I probably have more to say to you than anyone...
And I'm not even going to post all of it on here because that'd be awfully disrespectful.
First of all, I don't understand you.. I don't understand how anyone can just throw their child away like you have..
You don't even ask about me.. you don't even act like you care, like you think about me, like you even want to know how I'm doing... Do you know I'm on anti-depressants now? All that "Attention seeking " I was doing? That was real.
Did you know that now that I'm ablt to be myself, I feel like I'm free... I feel like it's okay for people to judge me... Because it's my opinion that matters.. Do you know that I feel more confident than I have in my whole life?
Second, I hope you see what you're doing.. Cutting me off from the kids... They're going to grow up and have something against you for it.... You'll fight and say it was my fault.. but I've called and called and left messages and tried.. It's not my fault. Regardless of what you say.

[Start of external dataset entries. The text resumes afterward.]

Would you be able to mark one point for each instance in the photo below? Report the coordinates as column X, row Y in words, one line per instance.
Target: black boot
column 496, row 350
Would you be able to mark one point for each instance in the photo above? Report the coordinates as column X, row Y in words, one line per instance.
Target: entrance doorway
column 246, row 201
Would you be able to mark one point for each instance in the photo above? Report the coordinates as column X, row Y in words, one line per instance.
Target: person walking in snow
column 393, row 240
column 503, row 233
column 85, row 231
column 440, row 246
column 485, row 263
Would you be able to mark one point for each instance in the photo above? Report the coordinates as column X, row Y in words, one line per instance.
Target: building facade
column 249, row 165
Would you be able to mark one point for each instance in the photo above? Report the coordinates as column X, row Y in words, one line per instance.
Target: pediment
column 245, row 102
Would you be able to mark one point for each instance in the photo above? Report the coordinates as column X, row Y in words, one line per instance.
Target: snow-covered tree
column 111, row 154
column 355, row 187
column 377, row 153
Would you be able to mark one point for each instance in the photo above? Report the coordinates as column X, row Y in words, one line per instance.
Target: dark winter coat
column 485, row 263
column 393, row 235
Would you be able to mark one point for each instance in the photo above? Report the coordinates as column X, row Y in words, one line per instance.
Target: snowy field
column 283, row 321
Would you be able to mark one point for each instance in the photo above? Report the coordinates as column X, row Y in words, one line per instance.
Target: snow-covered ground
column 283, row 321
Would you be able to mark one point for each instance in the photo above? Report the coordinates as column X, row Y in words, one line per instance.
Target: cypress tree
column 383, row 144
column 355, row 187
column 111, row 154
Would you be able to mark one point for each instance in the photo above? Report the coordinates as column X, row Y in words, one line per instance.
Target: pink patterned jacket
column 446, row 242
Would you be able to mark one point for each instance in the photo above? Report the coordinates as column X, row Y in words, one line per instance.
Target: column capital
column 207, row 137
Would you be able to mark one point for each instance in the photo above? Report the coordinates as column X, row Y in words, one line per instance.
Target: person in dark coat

Third.. Something else I don't understand... Many of your friends in high school were gay/bi/lesbian.. And you've even told me yourself that you were curious at one time (Not that I'm curious.. I know who I am)
But how can you be so upset with me? It's okay for them to be themselves but not me?
Fourth. I've tried.. I've tried to be what you wanted. I've tried to let you use me as a dressup doll. I've acted the way you wanted for people... I've tried to mend our relationship before.. I've tried to reach out to you in so many ways and you just pushed me down before I could even get up. I'm not saying I was always perfect, but I tried. When you realize you've lost your relationship with your first daughter... the only person you can blame is yourself. Because I tried..
And Last, i wish I could be one of those kids that posts about how much they'll always love their mom.. And how amazing their mom is.. And everything else.. It makes me sad whenever I see those posts because we don't have that relationship and never had... And we probably never will.